During the lesson plan, Perez assigned her students a writing project, asking them to relate the themes in the book to the monsters in their own lives. The responses shocked and shattered her.
“If I had … not allowed them to express themselves freely, I might not have ever known what they were carrying with them on the inside,” Perez said. “Students are dealing with so many emotions and many are holding them in. It’s so important that they have someone they can turn to and trust.”
Her relationships with students extend beyond the classroom. She attends cheerleading competitions, junior varsity football games, recognition nights, local parades, middle school basketball games, high school football games and soccer games. She once was a surprise guest judge for a baking contest with the local 4-H cooking club, which several of her students were members of at the time.
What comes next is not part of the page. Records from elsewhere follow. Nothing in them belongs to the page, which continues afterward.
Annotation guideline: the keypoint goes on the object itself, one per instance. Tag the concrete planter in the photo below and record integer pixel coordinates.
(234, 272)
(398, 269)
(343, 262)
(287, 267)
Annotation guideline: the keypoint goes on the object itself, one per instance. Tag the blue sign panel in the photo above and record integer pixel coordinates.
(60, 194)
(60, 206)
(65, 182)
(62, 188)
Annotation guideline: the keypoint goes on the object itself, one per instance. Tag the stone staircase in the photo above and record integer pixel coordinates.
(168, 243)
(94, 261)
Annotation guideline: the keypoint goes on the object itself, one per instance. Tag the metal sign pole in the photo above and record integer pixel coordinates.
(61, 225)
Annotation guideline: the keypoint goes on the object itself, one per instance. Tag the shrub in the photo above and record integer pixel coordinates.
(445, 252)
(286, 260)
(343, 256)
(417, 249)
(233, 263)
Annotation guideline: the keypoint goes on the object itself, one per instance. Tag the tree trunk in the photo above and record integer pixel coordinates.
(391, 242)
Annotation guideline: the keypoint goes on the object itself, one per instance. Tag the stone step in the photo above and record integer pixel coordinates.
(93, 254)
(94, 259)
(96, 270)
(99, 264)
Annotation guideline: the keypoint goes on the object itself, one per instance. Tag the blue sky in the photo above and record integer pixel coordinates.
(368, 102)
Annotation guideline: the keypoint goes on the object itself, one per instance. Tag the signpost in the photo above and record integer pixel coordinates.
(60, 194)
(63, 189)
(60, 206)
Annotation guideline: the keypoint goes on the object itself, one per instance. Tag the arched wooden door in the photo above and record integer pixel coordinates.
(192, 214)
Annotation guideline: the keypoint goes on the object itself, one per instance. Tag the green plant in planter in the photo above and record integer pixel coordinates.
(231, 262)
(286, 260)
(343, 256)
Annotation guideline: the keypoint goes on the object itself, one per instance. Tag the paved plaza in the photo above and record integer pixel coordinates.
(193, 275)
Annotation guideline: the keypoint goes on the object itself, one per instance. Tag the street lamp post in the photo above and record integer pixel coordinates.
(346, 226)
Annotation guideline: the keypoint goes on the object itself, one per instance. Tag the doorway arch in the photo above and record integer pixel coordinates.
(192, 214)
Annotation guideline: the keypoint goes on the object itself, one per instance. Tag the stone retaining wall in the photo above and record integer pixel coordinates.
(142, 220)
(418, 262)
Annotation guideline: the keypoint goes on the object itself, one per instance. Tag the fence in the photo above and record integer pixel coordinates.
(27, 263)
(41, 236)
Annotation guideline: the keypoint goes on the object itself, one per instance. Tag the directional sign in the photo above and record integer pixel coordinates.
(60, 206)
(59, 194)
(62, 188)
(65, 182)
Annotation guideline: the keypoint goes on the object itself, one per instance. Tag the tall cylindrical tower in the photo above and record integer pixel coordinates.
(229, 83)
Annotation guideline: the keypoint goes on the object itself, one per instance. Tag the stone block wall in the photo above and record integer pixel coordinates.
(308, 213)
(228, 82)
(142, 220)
“Relationships are key in building trust and success. I do my best to celebrate and support my students in and out of the classroom,” she said. “I do whatever I can to let my students know that I’m their teacher and number one supporter from 8-3, but also beyond.”
Perez believes that even though her story isn’t a perfect one, it’s a story of perseverance.
“My story … is filled with joy and pain, struggles and fears, and overcoming the odds,” she said. “I didn’t come from a long line of family educators. Nothing has ever been handed to me. I have had to work hard for every success. If it can happen for me, it can happen for anyone.”
Before being named the 2023 Kentucky Teacher of the Year and the 2023 Kentucky Middle School Teacher of the Year, Perez’ biggest professional accomplishment was remaining in the classroom for 18 years. Though she has had the opportunity to leave, she stays for her biggest inspiration – her students.
“It’s the moments when something finally clicks in class,” she said, “when a former student comes back to visit, when I get a shout-out while shopping in public, when I receive an honorary diploma from a senior during their senior walk, when a student takes the time to draw me a picture or write me a handwritten note. It’s all of the little things combined that make what I do worthwhile.
“Just when I think I can’t go on, an unexpected blessing from a student will occur and it serves as a reminder for me that I’m right where I’m supposed to be.”